New England's energy infrastructure is lacking the capacity to meet demand. That forces utilities to use other forms of energy production like coal, oil and imported LNG some of which comes from Russia, in order to keep up with recent cold snaps. Who pays for this lack of modernization to infrastructure and lack of foresight? All of New England does. Through denying the passage of pipelines, families and business owners find no relief from the heavy burden of high electricity and heating costs. These are not luxuries, but everyday needs that all Americans should be able to afford.

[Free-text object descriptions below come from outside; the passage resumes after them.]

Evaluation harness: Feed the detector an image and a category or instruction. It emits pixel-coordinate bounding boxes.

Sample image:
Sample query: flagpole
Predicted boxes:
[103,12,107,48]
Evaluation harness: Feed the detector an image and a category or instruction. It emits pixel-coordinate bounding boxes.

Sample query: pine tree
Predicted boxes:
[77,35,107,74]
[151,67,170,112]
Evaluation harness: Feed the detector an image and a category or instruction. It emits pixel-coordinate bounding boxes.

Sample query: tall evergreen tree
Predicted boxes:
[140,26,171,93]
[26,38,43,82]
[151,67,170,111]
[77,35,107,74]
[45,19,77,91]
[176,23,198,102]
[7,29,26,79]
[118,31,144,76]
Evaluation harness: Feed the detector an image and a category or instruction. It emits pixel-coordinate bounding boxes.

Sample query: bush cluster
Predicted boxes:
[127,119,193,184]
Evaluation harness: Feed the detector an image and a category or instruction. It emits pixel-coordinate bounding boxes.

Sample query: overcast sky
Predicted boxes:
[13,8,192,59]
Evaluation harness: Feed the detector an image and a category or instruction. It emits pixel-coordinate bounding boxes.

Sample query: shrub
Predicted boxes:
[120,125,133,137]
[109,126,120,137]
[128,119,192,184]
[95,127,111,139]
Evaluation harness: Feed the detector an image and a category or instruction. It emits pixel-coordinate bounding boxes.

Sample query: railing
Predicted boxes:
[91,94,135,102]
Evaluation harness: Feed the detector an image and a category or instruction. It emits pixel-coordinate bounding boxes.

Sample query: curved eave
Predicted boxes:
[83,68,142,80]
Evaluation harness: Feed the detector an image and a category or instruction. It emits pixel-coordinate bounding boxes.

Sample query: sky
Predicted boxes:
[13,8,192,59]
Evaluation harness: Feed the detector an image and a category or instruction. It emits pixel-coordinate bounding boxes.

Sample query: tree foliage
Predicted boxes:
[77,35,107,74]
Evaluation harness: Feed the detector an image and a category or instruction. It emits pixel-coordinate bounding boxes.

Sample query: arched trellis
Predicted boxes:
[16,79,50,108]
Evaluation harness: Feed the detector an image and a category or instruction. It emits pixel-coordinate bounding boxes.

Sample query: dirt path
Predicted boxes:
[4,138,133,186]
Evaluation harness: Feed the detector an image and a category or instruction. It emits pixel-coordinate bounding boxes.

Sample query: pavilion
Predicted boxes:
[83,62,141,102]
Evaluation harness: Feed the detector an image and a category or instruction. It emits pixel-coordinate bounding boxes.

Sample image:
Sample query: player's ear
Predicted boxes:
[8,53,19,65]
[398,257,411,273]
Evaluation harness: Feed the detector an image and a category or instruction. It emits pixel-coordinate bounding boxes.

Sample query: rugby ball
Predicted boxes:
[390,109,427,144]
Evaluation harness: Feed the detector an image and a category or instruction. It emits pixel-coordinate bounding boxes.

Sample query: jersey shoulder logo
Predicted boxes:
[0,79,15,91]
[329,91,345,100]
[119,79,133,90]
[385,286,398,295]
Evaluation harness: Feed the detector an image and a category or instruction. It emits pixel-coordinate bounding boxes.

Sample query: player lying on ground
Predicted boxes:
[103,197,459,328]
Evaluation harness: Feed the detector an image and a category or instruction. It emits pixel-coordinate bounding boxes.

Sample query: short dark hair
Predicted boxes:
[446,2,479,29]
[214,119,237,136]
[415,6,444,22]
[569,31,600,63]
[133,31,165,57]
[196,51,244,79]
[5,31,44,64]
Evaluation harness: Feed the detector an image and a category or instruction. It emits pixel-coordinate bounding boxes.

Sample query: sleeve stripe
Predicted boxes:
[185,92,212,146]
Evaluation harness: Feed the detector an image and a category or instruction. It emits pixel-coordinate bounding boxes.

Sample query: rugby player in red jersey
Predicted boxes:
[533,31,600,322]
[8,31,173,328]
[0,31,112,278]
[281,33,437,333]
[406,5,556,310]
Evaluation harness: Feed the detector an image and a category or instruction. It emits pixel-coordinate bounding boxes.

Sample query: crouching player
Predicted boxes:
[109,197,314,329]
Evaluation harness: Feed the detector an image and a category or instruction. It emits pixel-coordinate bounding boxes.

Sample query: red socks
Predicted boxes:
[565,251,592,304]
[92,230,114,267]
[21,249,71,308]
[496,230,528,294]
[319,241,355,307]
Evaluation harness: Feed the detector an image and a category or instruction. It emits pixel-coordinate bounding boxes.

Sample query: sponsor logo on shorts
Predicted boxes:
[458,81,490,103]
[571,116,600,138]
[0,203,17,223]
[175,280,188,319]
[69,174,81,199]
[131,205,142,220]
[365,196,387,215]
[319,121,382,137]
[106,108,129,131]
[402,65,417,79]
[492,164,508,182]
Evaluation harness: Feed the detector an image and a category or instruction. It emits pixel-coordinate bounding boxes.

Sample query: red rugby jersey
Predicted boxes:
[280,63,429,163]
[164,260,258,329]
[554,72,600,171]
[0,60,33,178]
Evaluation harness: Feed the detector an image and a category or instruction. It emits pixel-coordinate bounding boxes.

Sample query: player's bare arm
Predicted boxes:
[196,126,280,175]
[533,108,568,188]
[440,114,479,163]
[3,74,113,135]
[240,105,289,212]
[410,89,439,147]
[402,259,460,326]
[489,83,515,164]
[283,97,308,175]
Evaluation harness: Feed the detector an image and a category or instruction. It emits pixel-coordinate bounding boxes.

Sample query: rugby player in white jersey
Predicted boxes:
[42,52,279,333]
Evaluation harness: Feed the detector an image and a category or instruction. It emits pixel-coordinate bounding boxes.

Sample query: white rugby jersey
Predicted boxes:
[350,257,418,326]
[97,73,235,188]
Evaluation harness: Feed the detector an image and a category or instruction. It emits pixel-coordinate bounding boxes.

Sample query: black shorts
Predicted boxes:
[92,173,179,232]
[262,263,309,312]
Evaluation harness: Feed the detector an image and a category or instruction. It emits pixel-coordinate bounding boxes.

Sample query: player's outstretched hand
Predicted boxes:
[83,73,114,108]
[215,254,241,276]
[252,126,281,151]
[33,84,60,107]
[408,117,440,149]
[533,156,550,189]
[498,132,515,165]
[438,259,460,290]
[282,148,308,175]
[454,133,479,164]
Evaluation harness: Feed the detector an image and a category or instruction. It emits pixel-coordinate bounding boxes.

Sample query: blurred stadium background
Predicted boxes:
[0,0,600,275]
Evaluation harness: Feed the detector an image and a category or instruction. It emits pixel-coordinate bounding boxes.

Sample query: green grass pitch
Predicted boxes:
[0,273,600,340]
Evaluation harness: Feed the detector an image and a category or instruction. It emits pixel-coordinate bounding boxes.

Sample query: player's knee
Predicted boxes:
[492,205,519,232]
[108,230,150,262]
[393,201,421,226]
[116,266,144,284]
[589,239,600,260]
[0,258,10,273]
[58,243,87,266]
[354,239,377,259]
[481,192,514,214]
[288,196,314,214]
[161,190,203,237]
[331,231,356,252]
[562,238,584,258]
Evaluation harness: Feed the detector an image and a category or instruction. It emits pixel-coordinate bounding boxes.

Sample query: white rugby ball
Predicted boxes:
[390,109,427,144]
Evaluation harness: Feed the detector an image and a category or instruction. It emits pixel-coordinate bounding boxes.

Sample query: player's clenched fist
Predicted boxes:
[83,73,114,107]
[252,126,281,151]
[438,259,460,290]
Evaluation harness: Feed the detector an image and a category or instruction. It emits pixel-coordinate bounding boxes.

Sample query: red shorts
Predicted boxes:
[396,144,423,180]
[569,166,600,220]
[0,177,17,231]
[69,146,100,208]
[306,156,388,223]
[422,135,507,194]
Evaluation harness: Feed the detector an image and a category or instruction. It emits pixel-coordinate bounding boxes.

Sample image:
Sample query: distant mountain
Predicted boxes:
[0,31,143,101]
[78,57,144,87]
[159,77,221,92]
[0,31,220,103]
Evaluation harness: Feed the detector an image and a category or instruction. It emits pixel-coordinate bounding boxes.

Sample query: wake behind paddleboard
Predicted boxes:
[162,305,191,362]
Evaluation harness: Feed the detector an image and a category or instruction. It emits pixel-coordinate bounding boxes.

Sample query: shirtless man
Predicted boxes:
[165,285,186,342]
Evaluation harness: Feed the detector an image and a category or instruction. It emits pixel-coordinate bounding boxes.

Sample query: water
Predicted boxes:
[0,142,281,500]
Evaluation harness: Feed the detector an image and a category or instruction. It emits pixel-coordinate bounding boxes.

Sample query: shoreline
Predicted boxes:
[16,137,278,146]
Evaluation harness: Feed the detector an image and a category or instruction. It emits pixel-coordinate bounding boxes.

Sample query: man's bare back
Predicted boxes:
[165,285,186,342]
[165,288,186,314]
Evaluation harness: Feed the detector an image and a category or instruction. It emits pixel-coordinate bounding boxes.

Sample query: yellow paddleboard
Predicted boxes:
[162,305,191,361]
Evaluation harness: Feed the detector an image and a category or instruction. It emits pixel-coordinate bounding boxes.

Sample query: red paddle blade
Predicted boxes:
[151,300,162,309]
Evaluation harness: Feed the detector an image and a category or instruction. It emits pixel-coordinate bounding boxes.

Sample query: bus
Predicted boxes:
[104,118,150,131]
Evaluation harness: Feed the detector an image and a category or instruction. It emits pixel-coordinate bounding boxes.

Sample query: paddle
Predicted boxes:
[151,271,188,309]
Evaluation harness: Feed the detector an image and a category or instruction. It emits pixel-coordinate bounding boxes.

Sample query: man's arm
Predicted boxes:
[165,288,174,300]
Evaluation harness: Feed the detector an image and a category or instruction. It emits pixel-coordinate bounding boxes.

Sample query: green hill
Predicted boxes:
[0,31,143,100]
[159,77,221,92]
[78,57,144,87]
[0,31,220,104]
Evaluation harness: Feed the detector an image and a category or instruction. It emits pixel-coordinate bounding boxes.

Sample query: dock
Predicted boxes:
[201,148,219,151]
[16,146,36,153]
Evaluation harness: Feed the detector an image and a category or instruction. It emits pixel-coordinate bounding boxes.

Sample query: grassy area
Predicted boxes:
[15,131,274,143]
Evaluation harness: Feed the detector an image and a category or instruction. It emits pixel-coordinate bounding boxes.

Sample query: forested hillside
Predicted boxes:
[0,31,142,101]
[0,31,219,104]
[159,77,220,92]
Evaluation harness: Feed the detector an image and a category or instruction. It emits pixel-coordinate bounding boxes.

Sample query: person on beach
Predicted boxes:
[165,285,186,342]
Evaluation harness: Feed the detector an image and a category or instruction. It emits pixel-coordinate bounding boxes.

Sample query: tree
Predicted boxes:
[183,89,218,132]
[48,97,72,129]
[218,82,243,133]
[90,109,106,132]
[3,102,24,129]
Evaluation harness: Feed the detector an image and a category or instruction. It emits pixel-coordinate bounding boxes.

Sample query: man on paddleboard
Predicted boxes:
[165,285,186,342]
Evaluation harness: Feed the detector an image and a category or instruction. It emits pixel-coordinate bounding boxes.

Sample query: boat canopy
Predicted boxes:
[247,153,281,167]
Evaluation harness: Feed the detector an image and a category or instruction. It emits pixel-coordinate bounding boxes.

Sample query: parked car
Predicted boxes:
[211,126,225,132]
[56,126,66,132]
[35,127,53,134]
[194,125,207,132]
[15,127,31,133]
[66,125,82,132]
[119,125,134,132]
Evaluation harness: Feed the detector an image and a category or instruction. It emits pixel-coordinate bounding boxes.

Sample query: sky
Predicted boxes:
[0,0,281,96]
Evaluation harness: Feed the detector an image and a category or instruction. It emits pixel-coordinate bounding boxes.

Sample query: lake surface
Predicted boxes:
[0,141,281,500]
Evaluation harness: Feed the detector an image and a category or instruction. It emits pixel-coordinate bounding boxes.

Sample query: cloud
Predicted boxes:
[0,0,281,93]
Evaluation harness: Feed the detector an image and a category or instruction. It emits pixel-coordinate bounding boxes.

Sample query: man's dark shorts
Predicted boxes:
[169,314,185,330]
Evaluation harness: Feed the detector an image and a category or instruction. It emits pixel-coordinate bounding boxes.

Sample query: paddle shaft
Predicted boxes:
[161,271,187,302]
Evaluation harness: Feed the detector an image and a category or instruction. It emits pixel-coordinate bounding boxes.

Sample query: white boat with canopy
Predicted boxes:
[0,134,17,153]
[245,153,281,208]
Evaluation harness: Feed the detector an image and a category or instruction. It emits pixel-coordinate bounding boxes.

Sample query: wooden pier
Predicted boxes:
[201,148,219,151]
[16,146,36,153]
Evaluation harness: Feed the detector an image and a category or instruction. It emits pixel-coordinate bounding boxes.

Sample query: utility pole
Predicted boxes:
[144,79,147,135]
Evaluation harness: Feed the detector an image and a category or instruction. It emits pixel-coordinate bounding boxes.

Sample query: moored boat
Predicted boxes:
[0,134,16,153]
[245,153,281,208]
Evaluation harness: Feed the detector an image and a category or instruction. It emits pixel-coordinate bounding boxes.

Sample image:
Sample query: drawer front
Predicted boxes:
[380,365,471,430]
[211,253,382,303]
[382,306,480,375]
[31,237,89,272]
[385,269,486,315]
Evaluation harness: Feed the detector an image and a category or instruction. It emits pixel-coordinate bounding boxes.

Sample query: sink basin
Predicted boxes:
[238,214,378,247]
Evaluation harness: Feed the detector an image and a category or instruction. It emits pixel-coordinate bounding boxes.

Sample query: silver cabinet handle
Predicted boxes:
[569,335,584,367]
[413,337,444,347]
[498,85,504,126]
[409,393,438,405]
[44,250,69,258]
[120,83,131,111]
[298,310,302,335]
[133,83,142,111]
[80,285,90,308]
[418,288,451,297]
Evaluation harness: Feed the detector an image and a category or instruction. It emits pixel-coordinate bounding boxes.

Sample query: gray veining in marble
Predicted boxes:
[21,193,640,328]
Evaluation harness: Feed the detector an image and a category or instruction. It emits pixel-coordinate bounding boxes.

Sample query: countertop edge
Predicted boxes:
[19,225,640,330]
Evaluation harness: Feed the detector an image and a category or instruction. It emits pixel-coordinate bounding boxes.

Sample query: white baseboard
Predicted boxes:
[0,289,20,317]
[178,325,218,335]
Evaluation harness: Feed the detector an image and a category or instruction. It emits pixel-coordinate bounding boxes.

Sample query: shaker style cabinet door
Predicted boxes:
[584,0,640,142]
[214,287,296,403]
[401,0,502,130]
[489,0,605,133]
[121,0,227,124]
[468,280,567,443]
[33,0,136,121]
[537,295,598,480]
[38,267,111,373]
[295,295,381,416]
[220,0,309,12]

Many U.S. soldiers call New England home, either permanently or temporarily during assignments. Do you see the irony in these soldiers coming home from serving our great country – protecting the U.S. and its allies from unfriendly, terror-inflicting nations and organizations – to be restricted from sharing in the abundant energy-wealth of their own country?

The Federal Energy Regulatory Commission (FERC) has already approved pipeline projects that will transport natural gas extracted from the Marcellus Shale located in the middle-Atlantic states. Approvals like this don't come without extensive research on potential environmental impacts and safety mitigation measures.

If energy infrastructure, in particular pipelines, that transport natural gas, were a new, under- developed technology, then maybe some reluctance could be tolerated; but the fact is pipelines have proven, over decades of use,to be the safest means for transporting natural gas.

The U.S. currently has over 2.4 million miles of energy pipeline in place. Pipelines are a modern, safe, highly developed form of infrastructure in this country – with a 99.99% safety rating. How many other industries can tout that number? Using the Cuomo prohibition as a guide, it makes us wonder...

... Governor Cuomo, you can't simply draw the curtains on your office and forget that New Englanders are paying up to three times (according to a Bloomberg report) the average cost for natural gas – all due to a lack of energy infrastructure that would cut costs dramatically. In our view energy security is a national effort. If a state has the resources it has an obligation to make a contribution. It's time for New York to start pulling its weight.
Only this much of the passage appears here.